Dear all,
After a very long hiatus of moving house and job, I am back into blogging again. I have missed it sorely. My time hasn't been completely un-eco-bris though! I've been reading Raj Patel's Stuffed and Starved - Markets, Power and the Hidden Battle for the World Food System. For anyone interested in where food comes from, who grows it and who ends up with the profits, this is a fascinating untangling of food economics, history and control. One of the most profound examples he uses right at the start of the book hooked me. I had to know more. While Ugandan coffee growers earned 14 cents per kilo when Stuffed and Starved was written (2007), and the miller processes it for an additional 5 cents per kilo, and the Ugandan coffee exporter makes a profit of US $10 a ton, or 1 cent a kilo, the story is rather different when it enters the gates of Nescafe at $1.64 per kilo, and emerges at $26.40 a kilo.
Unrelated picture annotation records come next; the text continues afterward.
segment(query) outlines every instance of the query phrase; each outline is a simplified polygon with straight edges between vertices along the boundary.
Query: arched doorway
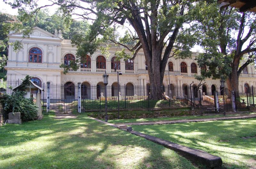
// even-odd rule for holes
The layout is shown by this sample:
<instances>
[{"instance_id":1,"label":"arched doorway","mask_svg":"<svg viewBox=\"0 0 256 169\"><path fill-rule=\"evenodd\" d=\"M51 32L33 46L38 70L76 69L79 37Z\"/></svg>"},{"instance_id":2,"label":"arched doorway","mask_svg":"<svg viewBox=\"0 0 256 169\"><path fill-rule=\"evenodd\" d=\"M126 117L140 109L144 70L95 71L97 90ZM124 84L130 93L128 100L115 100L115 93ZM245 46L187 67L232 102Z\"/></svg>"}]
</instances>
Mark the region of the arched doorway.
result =
<instances>
[{"instance_id":1,"label":"arched doorway","mask_svg":"<svg viewBox=\"0 0 256 169\"><path fill-rule=\"evenodd\" d=\"M175 96L175 90L174 89L174 85L172 84L170 84L170 96L171 98L173 98L173 96Z\"/></svg>"},{"instance_id":2,"label":"arched doorway","mask_svg":"<svg viewBox=\"0 0 256 169\"><path fill-rule=\"evenodd\" d=\"M71 102L75 99L75 84L68 82L64 85L64 95L66 102Z\"/></svg>"},{"instance_id":3,"label":"arched doorway","mask_svg":"<svg viewBox=\"0 0 256 169\"><path fill-rule=\"evenodd\" d=\"M96 92L97 99L99 99L100 96L100 93L103 93L103 95L105 96L105 85L102 82L99 82L97 84L96 87Z\"/></svg>"},{"instance_id":4,"label":"arched doorway","mask_svg":"<svg viewBox=\"0 0 256 169\"><path fill-rule=\"evenodd\" d=\"M193 93L195 96L195 98L197 98L198 97L198 89L197 88L197 86L196 84L193 84L192 86L193 87Z\"/></svg>"},{"instance_id":5,"label":"arched doorway","mask_svg":"<svg viewBox=\"0 0 256 169\"><path fill-rule=\"evenodd\" d=\"M182 87L183 89L184 95L188 96L188 85L186 84L183 84L182 85Z\"/></svg>"},{"instance_id":6,"label":"arched doorway","mask_svg":"<svg viewBox=\"0 0 256 169\"><path fill-rule=\"evenodd\" d=\"M111 85L111 96L118 96L118 86L117 82L113 83ZM119 85L119 88L120 85Z\"/></svg>"},{"instance_id":7,"label":"arched doorway","mask_svg":"<svg viewBox=\"0 0 256 169\"><path fill-rule=\"evenodd\" d=\"M126 96L134 96L134 87L132 84L128 83L126 84L125 90Z\"/></svg>"},{"instance_id":8,"label":"arched doorway","mask_svg":"<svg viewBox=\"0 0 256 169\"><path fill-rule=\"evenodd\" d=\"M33 83L39 87L42 86L42 82L41 80L37 77L34 77L31 78L31 81Z\"/></svg>"},{"instance_id":9,"label":"arched doorway","mask_svg":"<svg viewBox=\"0 0 256 169\"><path fill-rule=\"evenodd\" d=\"M84 82L81 85L81 98L91 99L91 85L88 82Z\"/></svg>"},{"instance_id":10,"label":"arched doorway","mask_svg":"<svg viewBox=\"0 0 256 169\"><path fill-rule=\"evenodd\" d=\"M202 86L202 92L203 94L204 93L206 95L207 95L207 87L204 84L203 84Z\"/></svg>"},{"instance_id":11,"label":"arched doorway","mask_svg":"<svg viewBox=\"0 0 256 169\"><path fill-rule=\"evenodd\" d=\"M214 94L214 92L216 91L216 87L215 87L215 85L212 84L211 87L211 89L212 91L212 94L213 95Z\"/></svg>"},{"instance_id":12,"label":"arched doorway","mask_svg":"<svg viewBox=\"0 0 256 169\"><path fill-rule=\"evenodd\" d=\"M220 94L221 95L223 95L223 92L224 92L224 89L225 88L225 87L221 87L221 85L220 87Z\"/></svg>"}]
</instances>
Things just get incredibly difficult for growers when you open a local market to a global one.
Makes you think about buying fairtrade coffee huh?
I'm lucky enough to work across the road from an Oxfam shop, so am able to get my fairtrade from them.
Black Star Coffee in West End is another source of a wide range of blends from around the world.

Living on the Southside has brought the benefit of being closer to the Rocklea market. Here's a little something we picked up there a few months ago...
There's a whole lovely range of pots and tins and baskets full of assorted herbs (ours is oregano, parsley and chives with some tomatoes that have snuck out of the soil recently). A great mini-garden for our apartment!